Nord Quantique Quantique, a quantum computing firm based in Sherbrooke, Canada, has demonstrated a new approach to quantum error correction (QEC) utilising multimode encoding with bosonic qubits and the Tesseract code. This technique aims to reduce the number of physical qubits required for QEC, potentially delivering smaller, more energy-efficient and scalable quantum systems. The company reports successful detection of multiple error types, including bit flips, phase flips, and leakage errors, achieving stable performance over 32 error correction cycles. Nord Quantique anticipates delivering utility-scale quantum computers with over one hundred logical qubits by 2029, and projects significant reductions in energy consumption – for example, solving RSA-830 in one hour using 120 kWh compared to classical HPC estimates of 280,000 kWh over nine days.

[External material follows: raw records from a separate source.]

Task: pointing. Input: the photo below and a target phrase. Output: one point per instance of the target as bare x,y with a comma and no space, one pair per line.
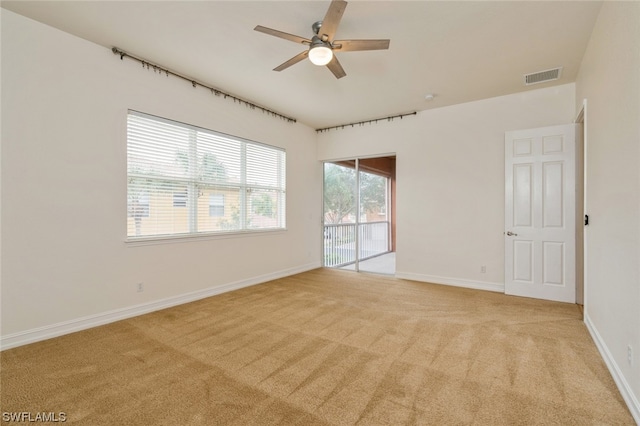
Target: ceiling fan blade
299,57
336,68
355,45
280,34
332,19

Nord Quantique has demonstrated a novel approach to quantum error correction utilising multimode encoding with the Tesseract code. This technique encodes individual qubits across multiple quantum modes – distinct resonance frequencies within an aluminium cavity – providing inherent redundancy and enhanced protection against errors. Crucially, this implementation extends beyond simple bit-flip and phase-flip correction to also detect leakage errors, where the qubit escapes the encoding space, a common limitation of single-mode systems. Nord Quantique anticipates delivering utility-scale quantum computers with over one hundred logical qubits by 2029, paving the way for practical applications of quantum computation.

Researchers at Nord Quantique demonstrated the efficacy of the Tesseract code through experiments showing stable quantum information across 32 error correction cycles, discarding only 12.6% of data during post-selection filtering of imperfect runs. Increasing the number of modes further amplifies error detection capabilities, suggesting a pathway to improved quantum error correction performance as the system scales. This contrasts with conventional approaches that require a substantial increase in physical qubits to achieve comparable error mitigation, offering a potentially more efficient architecture.

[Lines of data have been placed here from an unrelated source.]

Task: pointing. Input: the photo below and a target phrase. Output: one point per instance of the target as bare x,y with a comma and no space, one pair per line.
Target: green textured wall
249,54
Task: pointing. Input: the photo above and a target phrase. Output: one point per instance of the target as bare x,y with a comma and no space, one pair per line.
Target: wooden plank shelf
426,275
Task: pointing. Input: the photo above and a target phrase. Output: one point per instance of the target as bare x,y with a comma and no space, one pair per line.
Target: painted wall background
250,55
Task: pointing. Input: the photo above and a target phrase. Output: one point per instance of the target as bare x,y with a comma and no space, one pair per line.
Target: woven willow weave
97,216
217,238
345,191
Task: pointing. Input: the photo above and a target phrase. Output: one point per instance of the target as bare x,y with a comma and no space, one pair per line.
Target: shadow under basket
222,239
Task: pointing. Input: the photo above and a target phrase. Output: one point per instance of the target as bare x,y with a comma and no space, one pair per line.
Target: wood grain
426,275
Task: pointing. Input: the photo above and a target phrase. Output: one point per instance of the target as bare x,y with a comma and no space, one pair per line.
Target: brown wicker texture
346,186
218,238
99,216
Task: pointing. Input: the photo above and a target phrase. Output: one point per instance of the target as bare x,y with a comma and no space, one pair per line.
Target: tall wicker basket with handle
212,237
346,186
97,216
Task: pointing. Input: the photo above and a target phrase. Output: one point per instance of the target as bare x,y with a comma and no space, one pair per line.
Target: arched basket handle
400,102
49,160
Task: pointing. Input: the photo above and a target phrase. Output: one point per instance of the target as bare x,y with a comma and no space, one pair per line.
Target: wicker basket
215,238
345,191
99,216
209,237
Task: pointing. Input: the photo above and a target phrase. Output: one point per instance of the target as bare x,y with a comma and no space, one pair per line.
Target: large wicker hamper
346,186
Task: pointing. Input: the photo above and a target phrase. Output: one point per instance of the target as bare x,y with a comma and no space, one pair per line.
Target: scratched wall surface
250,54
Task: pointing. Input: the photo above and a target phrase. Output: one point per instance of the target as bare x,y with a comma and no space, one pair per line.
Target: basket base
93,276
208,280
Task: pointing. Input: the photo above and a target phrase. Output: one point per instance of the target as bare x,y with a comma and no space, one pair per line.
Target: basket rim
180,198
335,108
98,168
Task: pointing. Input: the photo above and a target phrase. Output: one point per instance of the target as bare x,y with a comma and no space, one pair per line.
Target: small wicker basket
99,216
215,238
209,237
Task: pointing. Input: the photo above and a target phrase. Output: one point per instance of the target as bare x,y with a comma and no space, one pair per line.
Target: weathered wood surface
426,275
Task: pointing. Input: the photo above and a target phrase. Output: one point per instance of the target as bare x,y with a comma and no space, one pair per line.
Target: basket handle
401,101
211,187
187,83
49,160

A key advantage of multimode encoding lies in its potential to reduce the physical qubit overhead associated with quantum error correction. The company anticipates a near 1:1 ratio of physical cavities to logical qubits as systems expand, representing a significant improvement over many current designs. This approach also mitigates auxiliary decay errors, suppresses silent errors, and facilitates the extraction of confidence information to refine error detection and correction strategies, enhancing overall system reliability.

From a practical standpoint, Nord Quantique projects a quantum computer with 1,000+ logical qubits will occupy approximately 20 square metres, making it suitable for integration within existing data centre infrastructure. Performance estimates, using RSA-830 as a benchmark, suggest solving the problem in one hour at 1 MHz, consuming 120 kWh, a substantial reduction compared to the 1,300 kW over nine days and 280,000 kWh required by classical HPC. These figures also present a favourable comparison to alternative quantum computing methodologies, highlighting the potential for energy-efficient computation.